The earliest memories after conditioning may be represented by co

The earliest memories after conditioning may be represented by coexisting traces within three nodes of the network—the PNs of the ALs, the α′/β′ MBNs, and the GABAergic APL neurons. It seems possible that because the APL neurons may provide GABAergic innervation of the α′/β′ MBNs, that these two memory traces are PCI-32765 solubility dmso interrelated with one another. Because the earliest detectable changes after conditioning were discovered in these three nodes, it is also possible that the process of acquisition occurs within one or all of these nodes, although

it is not yet possible to exclude acquisition occurring in an alternative node with rapid transfer of the acquired information to these nodes. An intermediate temporal phase of memory may be represented by the memory trace observed in the DPM neurons, given its emergence

and disappearance across the time window that generally defines ITM at the behavioral level. Long-term and protein synthesis-dependent memory may be represented by two (or three, if one counts the increased dendritic protein synthesis in the AL), temporally overlapping memory traces in two other nodes of the olfactory nervous system—the α/β MBNs and the γ MBNs. Provisionally, we have named the memory traces occurring in these nodes as a long-term and a late-phase, long-term memory trace, respectively.
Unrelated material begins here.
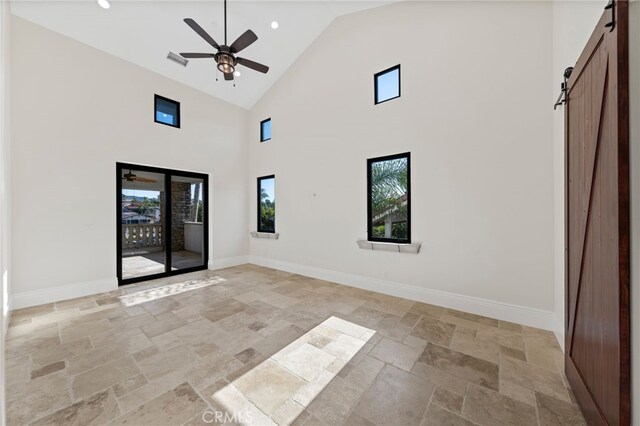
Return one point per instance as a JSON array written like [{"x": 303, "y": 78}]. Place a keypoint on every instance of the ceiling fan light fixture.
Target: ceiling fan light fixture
[{"x": 226, "y": 63}]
Thus, an emerging model to explain Selleck DAPT temporal phases of memory is that these forms of memory are underlain by multiple memory traces that form at discrete Bumetanide times after conditioning in discrete nodes of the olfactory nervous system. The evidence that these memory traces are truly related to behavioral memory ranges from fair to exceptionally strong. The evidence tying the APL and PN traces to STM resides in their coincidence in time after conditioning and in the requirement for a temporal association of the CS and US. In other words, training protocols that decouple the

presentation of the CS and US like backward conditioning, CS-only, US-only, etc., fail to generate short-term behavioral memory and fail to generate the memory traces. Therefore, the memory traces cannot be assigned as emerging from nonassociative, experience-dependent plasticity. In addition to time window coincidence and training protocol-dependence, the DPM memory trace is tied to ITM with results from experiments that block synaptic transmission from these neurons and ascertain the effects of the blockage on later memory. As described above, blocking synaptic transmission over the time window of 30- < 150 min (the endpoint has not yet been accurately established) after conditioning impairs 3 hr memory. This time window is very similar to the time window over which the DPM trace is detectable (30-70 min).